Далее, мы различили понятие сущности и идеального состояния. Сущность есть «генетически общее», то, что стягивает воедино бесконечное разнообразие эмпирической реальности и представляет собой «прообраз (prototypon) всех вещей, которые как несовершенные копии (ectypa) заимствуют у него материал для своей возможности и, более или менее приближаясь к нему, все же всегда бесконечно далеки от того, чтобы сравняться с ним» (Кант, 1965-а, с. 503). Она, таким образом, хотя и не является простым эмпирическим обобщением (ибо предполагает завершенность бесконечного числа таких обобщений) но составляет необходимое условие понимания человеком эмпирического мира. Характерной особенностью сущности является то, что она существует «для человека» как исследователя, но не для объекта «самого по себе»; напротив, идеальное состояние есть цель, поставленная себе самой системой (объектом), продукт ее собственного раздвоения и саморазличения. Если в первом случае сущность объекта предшествует его существованию и даже (руками человека) «формирует» его, то во втором существование предшествует сущности. Именно к объектам последнего типа и применимо понятие потребности.
Таким образом, потребность есть противоречие, содержащее в себе понятие активности или целенаправленного движения. Субъективно потребность выступает как желание, аффект, переживание. От такого понятия потребности следует отличать так называемую «объективную» потребность или нужду. Понятие объективной потребности возникает по мере разработки наукой теории разного рода сложных систем, функционирование которых связано с повышением энтропии, и особенно часто применяется по отношению к живым организмам. Впрочем, это понятие нетрудно «промоделировать» и на материале простейших динамических систем, типа системы «Земля – вращающийся волчок». Можно сказать, что для сохранения своего существования эта система «нуждается» в притоке энергии извне, расходуемой на преодоление силы трения; при неудовлетворении этой «потребности» система распадается. Вместе с тем очевидно, что такая динамическая система (и ей подобные) не является активной, поскольку ее идеальное состояние не представлено в ней самой идеально, как цель, а «поведение» ее в стандартных условиях целиком и полностью предсказуемо. Следовательно, описание «объективной потребности», по существу, равнозначно описанию сущности данной системы, сущности, к которой сама эта система равнодушна. Конечно, и многие человеческие потребности можно рассмотреть как «объективную нужду» организма; однако в этом случае человек выступает для нас не как активный субъект, а как вещь.

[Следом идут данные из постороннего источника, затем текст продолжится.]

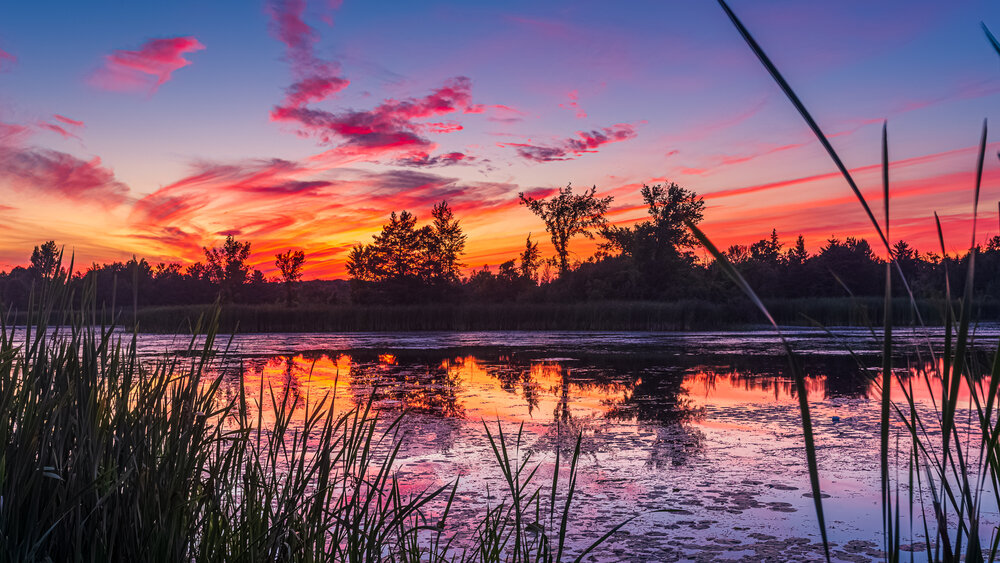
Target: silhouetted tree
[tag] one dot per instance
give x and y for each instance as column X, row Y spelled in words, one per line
column 227, row 267
column 45, row 260
column 290, row 264
column 530, row 260
column 446, row 245
column 566, row 215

Напротив, потребность как состояние саморазличения предполагает «субъективную представленность» движения к цели; при этом цель есть то, что существует лишь идеально, в возможности. Отсюда, собственно, и следует противопоставление понятий реального и идеального; «понятие идеального, – пишет Гегель, – …состоит в том, что оно есть истина реальности» (Гегель, 1974, с. 237). Эта «истина реальности», по Гегелю, отнюдь не является чем-то эфемерным, лишь мыслимым; она имеет свойство объективироваться, приобретая вполне реальное, действительное бытие. В этом смысле и следует понимать знаменитое положение Гегеля о том, что «все разумное действительно», подразумевая тут не актуальную действительность разумного, а его тенденцию в качестве цели реального действительного субъекта воплощаться в наличное бытие.